Self-education
Where I am from, you have to break generational curses of community members that see you as a failure. From there you have to contend a supreme system that will never allow you to succeed as a black person.
Now that's you fighting a negative scale and negative energy to just make it to zero effect, from there you start succeeding and making your way to the top.
I'm from a land where there is least development and a large amount of fertile land to produce and reproduce all the products we can ever wish for as a community.
It's time we dissociate ourselves from the false doctrines that state that we have limited resources. That we have to go to the cities to make a better standard of living. To distance ourselves from buying bread that we grew up eating from our own gardens. To not associate ourselves with the white Idea that we desperately want to be equal.

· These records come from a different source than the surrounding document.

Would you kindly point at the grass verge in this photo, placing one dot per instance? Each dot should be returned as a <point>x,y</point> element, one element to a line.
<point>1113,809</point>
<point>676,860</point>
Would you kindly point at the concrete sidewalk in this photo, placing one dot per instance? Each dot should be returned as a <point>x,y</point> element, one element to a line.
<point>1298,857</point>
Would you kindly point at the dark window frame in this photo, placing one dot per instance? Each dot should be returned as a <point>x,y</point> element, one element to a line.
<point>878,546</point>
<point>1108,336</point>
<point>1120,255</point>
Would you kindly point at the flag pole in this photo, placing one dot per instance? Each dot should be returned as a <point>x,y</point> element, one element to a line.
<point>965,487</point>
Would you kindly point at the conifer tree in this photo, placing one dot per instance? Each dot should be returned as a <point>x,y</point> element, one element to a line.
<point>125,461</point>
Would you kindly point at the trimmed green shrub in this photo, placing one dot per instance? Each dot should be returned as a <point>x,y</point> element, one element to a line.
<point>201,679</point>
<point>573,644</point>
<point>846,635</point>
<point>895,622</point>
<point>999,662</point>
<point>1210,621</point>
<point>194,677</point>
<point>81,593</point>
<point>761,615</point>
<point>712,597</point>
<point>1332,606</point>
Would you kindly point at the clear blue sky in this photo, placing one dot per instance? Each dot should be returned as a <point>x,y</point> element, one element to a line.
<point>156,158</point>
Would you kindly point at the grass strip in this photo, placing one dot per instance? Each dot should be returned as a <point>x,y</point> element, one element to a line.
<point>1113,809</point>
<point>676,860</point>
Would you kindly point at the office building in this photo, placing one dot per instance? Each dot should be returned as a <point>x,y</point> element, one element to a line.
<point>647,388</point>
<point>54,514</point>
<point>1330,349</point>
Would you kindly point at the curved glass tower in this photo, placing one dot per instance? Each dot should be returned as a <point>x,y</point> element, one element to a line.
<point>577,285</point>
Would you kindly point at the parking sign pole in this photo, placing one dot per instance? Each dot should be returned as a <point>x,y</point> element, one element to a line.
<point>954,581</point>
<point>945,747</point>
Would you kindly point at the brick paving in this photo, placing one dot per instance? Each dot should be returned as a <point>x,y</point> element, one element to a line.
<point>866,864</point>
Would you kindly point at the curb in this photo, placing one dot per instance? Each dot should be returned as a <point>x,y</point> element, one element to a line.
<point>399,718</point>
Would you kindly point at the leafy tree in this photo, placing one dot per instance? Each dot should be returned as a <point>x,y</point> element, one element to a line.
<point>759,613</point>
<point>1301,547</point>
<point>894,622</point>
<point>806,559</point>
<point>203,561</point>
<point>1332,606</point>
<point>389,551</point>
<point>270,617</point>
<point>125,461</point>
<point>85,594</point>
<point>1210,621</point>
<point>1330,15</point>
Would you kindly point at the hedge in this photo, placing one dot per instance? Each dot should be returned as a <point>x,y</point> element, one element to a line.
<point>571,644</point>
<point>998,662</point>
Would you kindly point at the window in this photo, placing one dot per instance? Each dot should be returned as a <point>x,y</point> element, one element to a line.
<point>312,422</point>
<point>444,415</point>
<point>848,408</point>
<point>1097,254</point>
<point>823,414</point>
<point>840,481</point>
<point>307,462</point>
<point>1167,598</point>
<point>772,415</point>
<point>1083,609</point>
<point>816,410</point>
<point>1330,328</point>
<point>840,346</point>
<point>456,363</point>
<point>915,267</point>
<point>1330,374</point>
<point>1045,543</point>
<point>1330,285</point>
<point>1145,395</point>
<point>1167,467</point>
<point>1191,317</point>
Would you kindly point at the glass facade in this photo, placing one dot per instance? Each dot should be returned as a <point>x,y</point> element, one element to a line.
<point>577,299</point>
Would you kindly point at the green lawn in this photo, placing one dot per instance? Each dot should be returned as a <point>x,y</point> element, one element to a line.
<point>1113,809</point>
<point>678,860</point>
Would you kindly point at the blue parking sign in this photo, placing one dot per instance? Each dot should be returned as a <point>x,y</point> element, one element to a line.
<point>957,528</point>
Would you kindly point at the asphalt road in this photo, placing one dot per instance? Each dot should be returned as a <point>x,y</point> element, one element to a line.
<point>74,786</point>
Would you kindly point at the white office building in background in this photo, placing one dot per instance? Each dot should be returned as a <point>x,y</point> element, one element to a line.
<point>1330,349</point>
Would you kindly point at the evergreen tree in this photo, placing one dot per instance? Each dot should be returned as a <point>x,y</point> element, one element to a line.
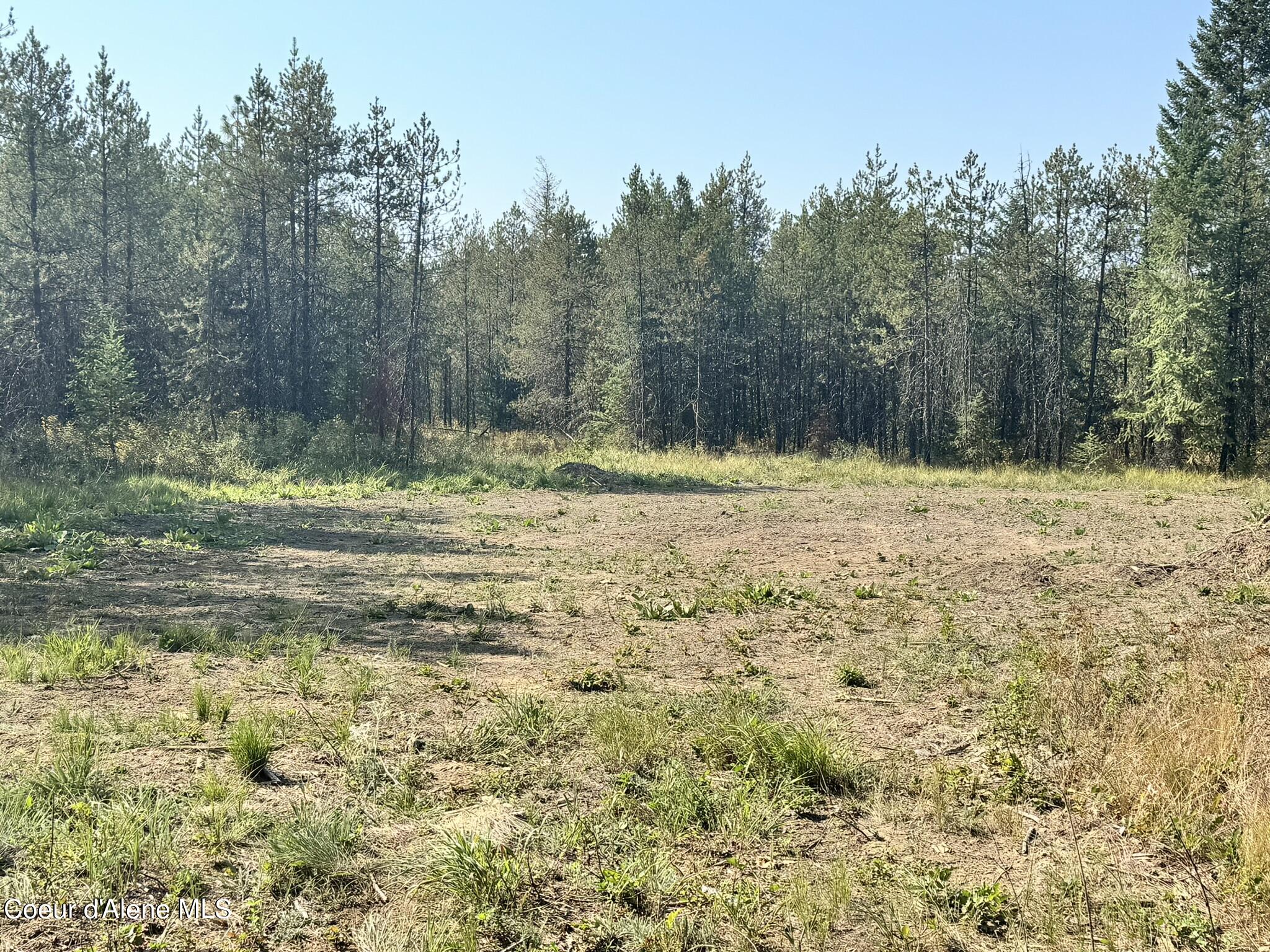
<point>104,386</point>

How can you be equal to what is inferior black child.
How do you see your self sharing equally to what's rightfully yours.

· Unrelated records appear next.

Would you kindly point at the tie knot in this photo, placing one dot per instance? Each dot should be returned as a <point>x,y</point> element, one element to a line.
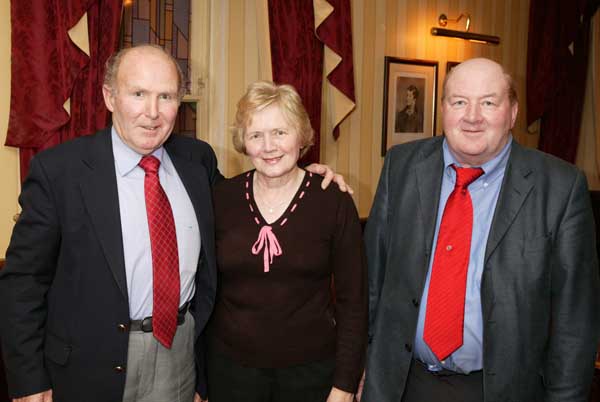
<point>466,176</point>
<point>150,164</point>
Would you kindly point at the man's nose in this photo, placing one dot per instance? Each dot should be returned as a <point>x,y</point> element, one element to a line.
<point>152,108</point>
<point>269,143</point>
<point>473,113</point>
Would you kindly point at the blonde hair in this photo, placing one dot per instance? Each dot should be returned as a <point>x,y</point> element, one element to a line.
<point>114,62</point>
<point>262,94</point>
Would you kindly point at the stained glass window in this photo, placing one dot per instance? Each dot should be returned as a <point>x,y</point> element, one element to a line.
<point>162,22</point>
<point>166,23</point>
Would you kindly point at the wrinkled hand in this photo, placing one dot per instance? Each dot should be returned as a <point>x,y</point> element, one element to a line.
<point>198,398</point>
<point>361,385</point>
<point>337,395</point>
<point>45,396</point>
<point>329,175</point>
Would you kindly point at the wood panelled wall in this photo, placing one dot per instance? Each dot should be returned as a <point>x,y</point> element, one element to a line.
<point>400,28</point>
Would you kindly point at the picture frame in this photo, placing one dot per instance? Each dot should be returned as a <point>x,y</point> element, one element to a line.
<point>450,65</point>
<point>409,100</point>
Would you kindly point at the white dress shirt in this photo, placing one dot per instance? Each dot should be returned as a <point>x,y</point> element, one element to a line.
<point>134,226</point>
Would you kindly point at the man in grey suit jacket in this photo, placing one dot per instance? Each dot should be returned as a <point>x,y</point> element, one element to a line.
<point>531,307</point>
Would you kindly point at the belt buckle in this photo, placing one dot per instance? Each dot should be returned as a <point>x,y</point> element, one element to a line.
<point>146,325</point>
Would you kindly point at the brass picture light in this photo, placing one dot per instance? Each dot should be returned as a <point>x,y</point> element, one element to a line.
<point>470,36</point>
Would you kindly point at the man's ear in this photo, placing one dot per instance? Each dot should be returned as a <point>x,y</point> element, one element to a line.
<point>514,111</point>
<point>108,98</point>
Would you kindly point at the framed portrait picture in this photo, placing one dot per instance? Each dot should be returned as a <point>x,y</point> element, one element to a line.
<point>409,100</point>
<point>450,65</point>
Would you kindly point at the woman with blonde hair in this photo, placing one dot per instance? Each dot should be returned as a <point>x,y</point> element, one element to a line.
<point>277,335</point>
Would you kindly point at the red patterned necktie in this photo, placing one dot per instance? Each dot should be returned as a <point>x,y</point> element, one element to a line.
<point>444,319</point>
<point>165,257</point>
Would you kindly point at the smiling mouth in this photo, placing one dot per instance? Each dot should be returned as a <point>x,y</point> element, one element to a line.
<point>272,161</point>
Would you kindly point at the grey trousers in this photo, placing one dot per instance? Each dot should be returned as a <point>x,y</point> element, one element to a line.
<point>158,374</point>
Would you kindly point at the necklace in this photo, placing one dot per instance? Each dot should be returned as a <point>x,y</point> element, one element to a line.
<point>271,208</point>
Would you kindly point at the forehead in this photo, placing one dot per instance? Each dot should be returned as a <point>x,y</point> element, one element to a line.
<point>477,79</point>
<point>269,116</point>
<point>147,68</point>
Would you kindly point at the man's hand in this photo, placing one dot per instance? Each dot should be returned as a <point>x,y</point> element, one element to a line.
<point>45,396</point>
<point>198,398</point>
<point>337,395</point>
<point>328,176</point>
<point>361,385</point>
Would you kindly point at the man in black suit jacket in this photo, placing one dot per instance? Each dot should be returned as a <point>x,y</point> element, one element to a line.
<point>531,316</point>
<point>64,291</point>
<point>79,264</point>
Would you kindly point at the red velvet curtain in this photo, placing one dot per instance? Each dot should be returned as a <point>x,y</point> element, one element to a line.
<point>336,33</point>
<point>47,69</point>
<point>297,58</point>
<point>557,59</point>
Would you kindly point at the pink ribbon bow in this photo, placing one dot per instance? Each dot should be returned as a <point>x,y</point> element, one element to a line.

I'm not promoting violence, I'm promoting independence, through agriculture. Us going back to our villages and form the same systems that they saw attractive and stripped us from, turning us against each other.
Me shaming another party or success does me no good, but me crippling the same system that oppresses is a God given talent.

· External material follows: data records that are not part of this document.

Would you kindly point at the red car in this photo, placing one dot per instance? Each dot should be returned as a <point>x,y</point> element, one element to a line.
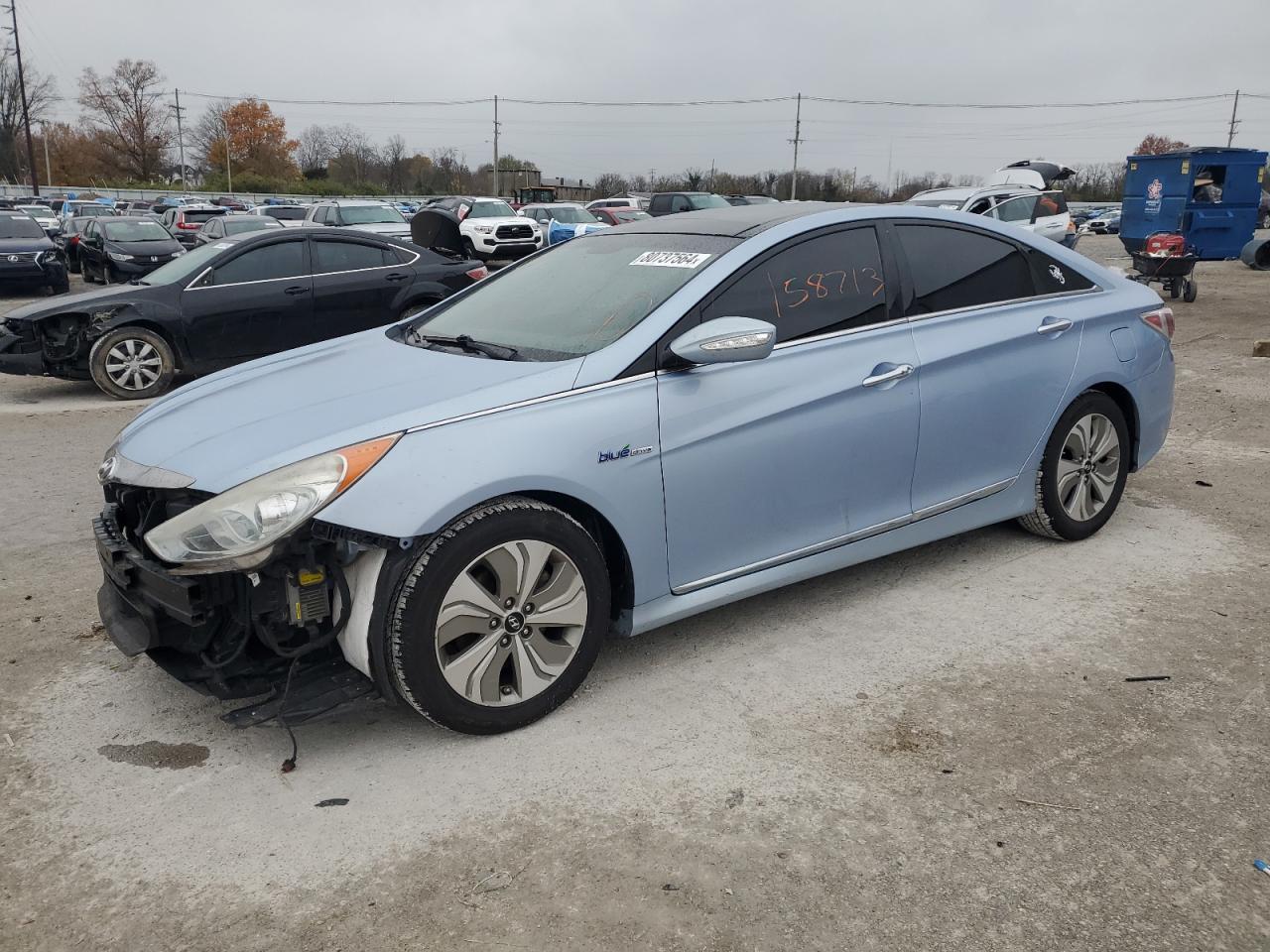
<point>619,216</point>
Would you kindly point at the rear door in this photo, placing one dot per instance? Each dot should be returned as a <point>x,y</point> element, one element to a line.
<point>356,285</point>
<point>254,302</point>
<point>996,357</point>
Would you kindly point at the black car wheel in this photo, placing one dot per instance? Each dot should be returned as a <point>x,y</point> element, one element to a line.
<point>499,619</point>
<point>132,363</point>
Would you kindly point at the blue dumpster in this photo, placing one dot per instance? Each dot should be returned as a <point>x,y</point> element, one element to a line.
<point>1206,194</point>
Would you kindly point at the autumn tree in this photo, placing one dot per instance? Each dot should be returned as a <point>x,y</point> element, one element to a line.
<point>127,104</point>
<point>254,136</point>
<point>1159,145</point>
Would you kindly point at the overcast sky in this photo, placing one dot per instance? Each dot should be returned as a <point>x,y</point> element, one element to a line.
<point>982,51</point>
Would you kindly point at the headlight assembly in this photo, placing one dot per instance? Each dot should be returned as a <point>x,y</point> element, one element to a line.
<point>226,531</point>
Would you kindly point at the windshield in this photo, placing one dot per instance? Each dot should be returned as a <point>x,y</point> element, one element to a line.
<point>370,214</point>
<point>186,267</point>
<point>19,226</point>
<point>578,298</point>
<point>572,216</point>
<point>707,202</point>
<point>285,213</point>
<point>492,209</point>
<point>135,230</point>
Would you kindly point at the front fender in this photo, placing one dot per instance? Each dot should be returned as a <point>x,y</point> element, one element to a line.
<point>571,445</point>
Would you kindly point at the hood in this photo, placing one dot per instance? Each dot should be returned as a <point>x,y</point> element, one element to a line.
<point>254,417</point>
<point>84,301</point>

How do I begin to cripple the system? It's easy, for every action there is a reaction. If money is the action then reaction is no money. How do we live with no money? To live with no money is to be independent. To know how to plant a single seed that will produce fruits with plenty seeds and then plant again and again, for each single seed you plant, there are plenty of fruits with plenty of seeds waiting to be harvest by a community of people. A community that believes that a child is raised by a village.
Let's start with food, the only element that can reproduce its self with out money. Then we will realise how we have managed to harvest gold, which is the only currency that Africa has plenty of.